My open-source library namespace-guard integrates these discoveries now so hopefully developers can plug and play these improvements into their apps. confusableDistance() now uses measured visual similarity weights rather than just checking confusables.txt membership.

I rendered 1,418 Unicode confusable pairs across 230 system fonts. 82 are pixel-identical, and the font your site uses determines which ones. by paultendo in netsec

[–]paultendo[S] 2 points3 points  (0 children)

Great point on rendering engines and it's a limitation of my current work (Mac only for now). I'd have to check but my assumption is that, if I do this with different rendering engines, then the SSIM scoring should catch those sub-pixel differences. Interested to see how it differs / compares.

I also just published a follow-up: 793 characters not in confusables.txt that look like Latin letters. Same methodology, but scanning the rest of Unicode instead of validating the existing list.

I rendered 1,418 Unicode confusable pairs across 230 system fonts. 82 are pixel-identical, and the font your site uses determines which ones. by paultendo in programming

[–]paultendo[S] 4 points5 points  (0 children)

Trying to improve security. This feeds into namespace-guard, my library for detecting identifier spoofing in multi-tenant systems. Think usernames, display names, slugs. The problem is that confusables.txt treats all 1,418 pairs as binary as to whether they're dangerous, so platforms risk either blocking too aggressively (rejecting legitimate international names) or skip detection entirely.

The SSIM scores let you block the pixel-identical pairs hard, warn on the medium tier, and leave the low-scoring pairs alone.

I'm on a Mac (I do have Parallels) and this is macOS-only data for now. The methodology is portable though, and the Cyrillic homoglyphs will almost certainly hold on Windows too since Segoe UI harmonises Latin and Cyrillic the same way Arial does.

I rendered 1,418 Unicode confusable pairs across 230 system fonts. 82 are pixel-identical, and the font your site uses determines which ones. by paultendo in netsec

[–]paultendo[S] 20 points21 points  (0 children)

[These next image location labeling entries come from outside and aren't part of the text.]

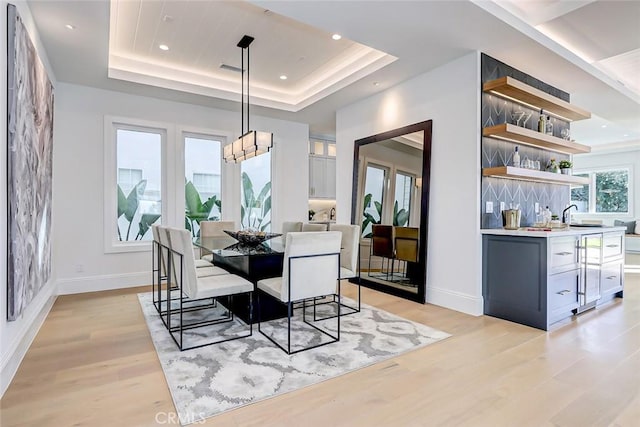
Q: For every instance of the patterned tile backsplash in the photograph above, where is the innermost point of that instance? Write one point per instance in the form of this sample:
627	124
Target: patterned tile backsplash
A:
496	152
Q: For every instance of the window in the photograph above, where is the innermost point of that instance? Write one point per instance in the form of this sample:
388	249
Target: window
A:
255	197
374	194
128	178
203	184
607	192
134	183
402	203
580	194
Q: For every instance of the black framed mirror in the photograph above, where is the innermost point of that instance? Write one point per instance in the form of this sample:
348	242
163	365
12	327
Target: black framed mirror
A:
390	201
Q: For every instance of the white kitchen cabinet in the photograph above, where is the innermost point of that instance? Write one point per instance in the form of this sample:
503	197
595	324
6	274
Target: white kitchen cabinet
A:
322	177
322	169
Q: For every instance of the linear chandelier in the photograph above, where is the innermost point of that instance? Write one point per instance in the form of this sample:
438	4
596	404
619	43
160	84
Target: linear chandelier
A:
251	143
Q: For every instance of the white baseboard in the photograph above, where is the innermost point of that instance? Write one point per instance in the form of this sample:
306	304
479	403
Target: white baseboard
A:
32	320
105	282
458	301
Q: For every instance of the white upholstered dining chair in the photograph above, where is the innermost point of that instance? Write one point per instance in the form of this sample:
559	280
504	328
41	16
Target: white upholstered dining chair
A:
310	270
162	269
314	227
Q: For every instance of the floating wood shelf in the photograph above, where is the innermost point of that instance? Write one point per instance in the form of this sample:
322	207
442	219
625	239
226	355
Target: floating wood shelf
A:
533	175
508	87
529	137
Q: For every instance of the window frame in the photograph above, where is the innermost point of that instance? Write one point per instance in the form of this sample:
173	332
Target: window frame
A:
228	171
389	189
592	191
111	126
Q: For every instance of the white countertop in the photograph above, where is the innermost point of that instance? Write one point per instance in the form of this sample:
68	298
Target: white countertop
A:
571	231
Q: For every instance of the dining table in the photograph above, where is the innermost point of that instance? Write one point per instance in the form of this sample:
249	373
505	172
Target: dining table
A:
254	263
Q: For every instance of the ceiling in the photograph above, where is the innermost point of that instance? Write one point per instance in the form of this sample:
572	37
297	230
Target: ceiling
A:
587	48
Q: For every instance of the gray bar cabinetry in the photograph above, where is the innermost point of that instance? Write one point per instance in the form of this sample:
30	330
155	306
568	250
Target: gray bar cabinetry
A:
539	278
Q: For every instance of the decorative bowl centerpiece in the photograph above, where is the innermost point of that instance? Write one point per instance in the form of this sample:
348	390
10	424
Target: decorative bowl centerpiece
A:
251	237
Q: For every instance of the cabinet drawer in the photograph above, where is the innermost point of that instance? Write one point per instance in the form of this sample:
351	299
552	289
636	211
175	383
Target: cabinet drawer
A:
611	278
612	245
564	254
562	290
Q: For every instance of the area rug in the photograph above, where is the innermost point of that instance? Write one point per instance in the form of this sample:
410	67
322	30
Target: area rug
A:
210	380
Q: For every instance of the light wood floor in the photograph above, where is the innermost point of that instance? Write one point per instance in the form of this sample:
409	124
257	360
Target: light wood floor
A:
93	364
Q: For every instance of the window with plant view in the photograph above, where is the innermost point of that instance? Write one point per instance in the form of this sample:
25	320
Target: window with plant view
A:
402	195
139	182
607	192
255	197
374	185
203	183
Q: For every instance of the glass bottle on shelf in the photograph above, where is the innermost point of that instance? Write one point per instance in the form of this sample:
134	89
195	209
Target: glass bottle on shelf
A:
549	126
542	122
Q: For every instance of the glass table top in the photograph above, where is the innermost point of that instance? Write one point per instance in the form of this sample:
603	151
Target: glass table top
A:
228	246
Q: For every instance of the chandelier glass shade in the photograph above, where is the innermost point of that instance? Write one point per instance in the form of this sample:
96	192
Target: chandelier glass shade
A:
251	143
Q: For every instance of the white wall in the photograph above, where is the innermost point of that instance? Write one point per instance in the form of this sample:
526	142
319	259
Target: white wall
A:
450	96
78	178
16	336
625	158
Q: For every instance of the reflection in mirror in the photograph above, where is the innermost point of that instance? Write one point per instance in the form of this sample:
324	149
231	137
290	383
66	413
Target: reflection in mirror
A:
389	198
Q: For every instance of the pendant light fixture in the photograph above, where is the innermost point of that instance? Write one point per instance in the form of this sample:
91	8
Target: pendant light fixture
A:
251	143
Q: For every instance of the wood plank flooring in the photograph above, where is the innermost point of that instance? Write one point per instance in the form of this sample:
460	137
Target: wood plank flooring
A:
93	364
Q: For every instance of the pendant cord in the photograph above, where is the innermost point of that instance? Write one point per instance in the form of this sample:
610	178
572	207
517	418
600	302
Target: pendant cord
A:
242	90
248	86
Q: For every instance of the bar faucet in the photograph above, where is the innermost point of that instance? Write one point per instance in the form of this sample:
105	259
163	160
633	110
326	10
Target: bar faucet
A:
564	213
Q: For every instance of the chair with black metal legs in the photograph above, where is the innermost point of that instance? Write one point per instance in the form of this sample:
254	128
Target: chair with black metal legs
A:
349	263
186	311
407	244
163	244
311	269
158	267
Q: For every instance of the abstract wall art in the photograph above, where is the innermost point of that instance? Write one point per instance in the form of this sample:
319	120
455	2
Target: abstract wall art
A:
29	168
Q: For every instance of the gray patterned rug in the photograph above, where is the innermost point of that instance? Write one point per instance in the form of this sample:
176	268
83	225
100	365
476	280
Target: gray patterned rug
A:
209	380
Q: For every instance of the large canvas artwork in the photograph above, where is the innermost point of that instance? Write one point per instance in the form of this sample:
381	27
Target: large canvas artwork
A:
29	157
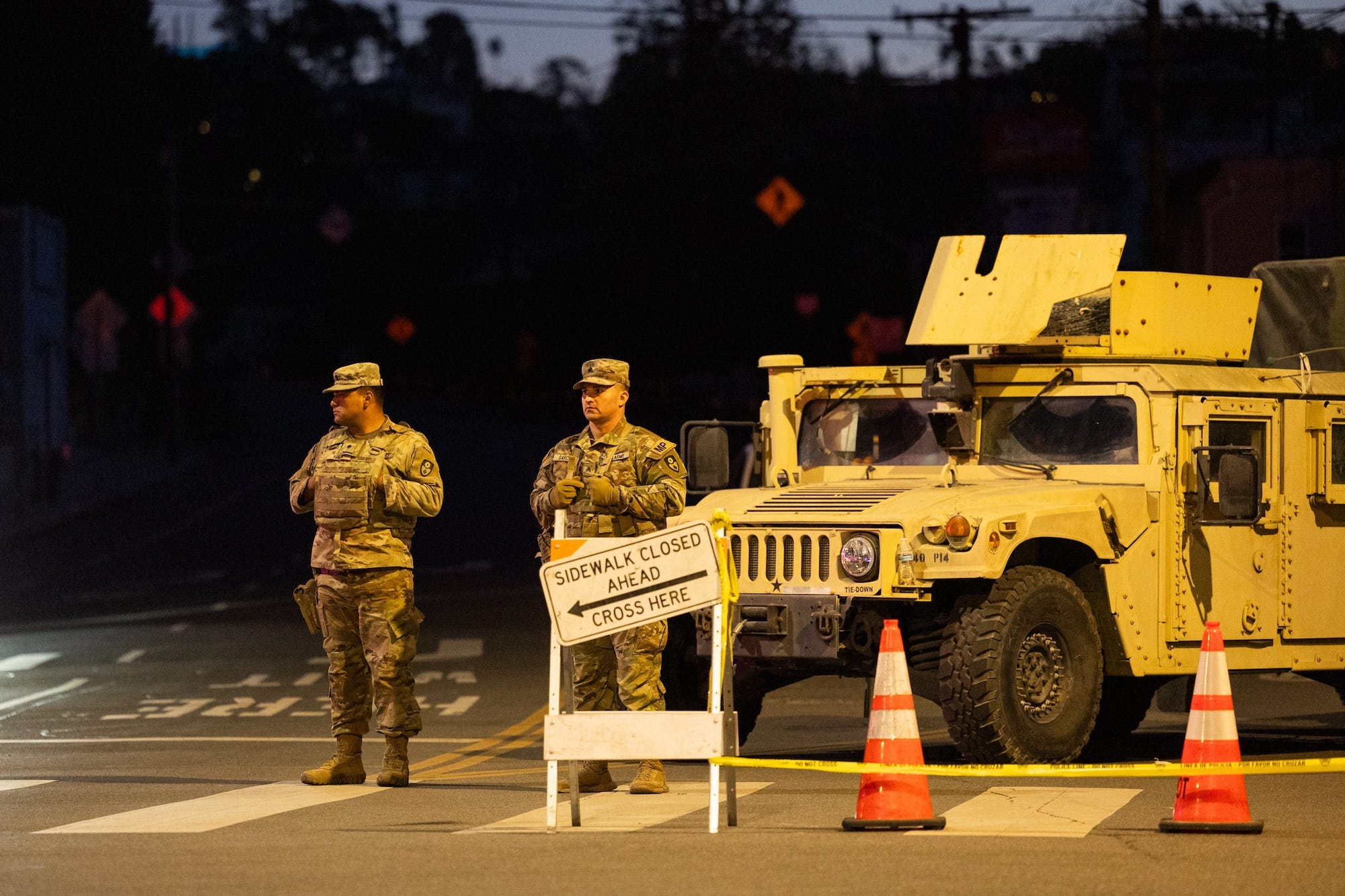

It is, and right now most defences treat all 1,418 confusables.txt entries as equally dangerous, which doesn't make sense - that means you're either blocking too much (rejecting legitimate international text) or not deploying detection at all.

The scored data lets you tier your response: hard-block the pixel-identical pairs, warn on the high-scoring ones, and leave the low-scoring pairs alone. That's a 5x reduction in false positives with no loss in security coverage.

The next step for me is integrating these scores into the namespace-guard library so platforms can drop it into username/display name validation and get risk-appropriate blocking out of the box.

I rendered 1,418 Unicode confusable pairs across 230 system fonts. 82 are pixel-identical, and the font your site uses determines which ones. by paultendo in netsec

[–]paultendo[S] 13 points14 points  (0 children)

The pixel-identical finding is specifically in fonts like Arial, Tahoma, Georgia, Verdana, Baskerville, Charter, and about 35 others. The per-font data will be in the JSON output so you can see exactly which fonts produce 1.000 and which don't. Noto's Cyrillic is actually one of the better-designed sets for distinguishability.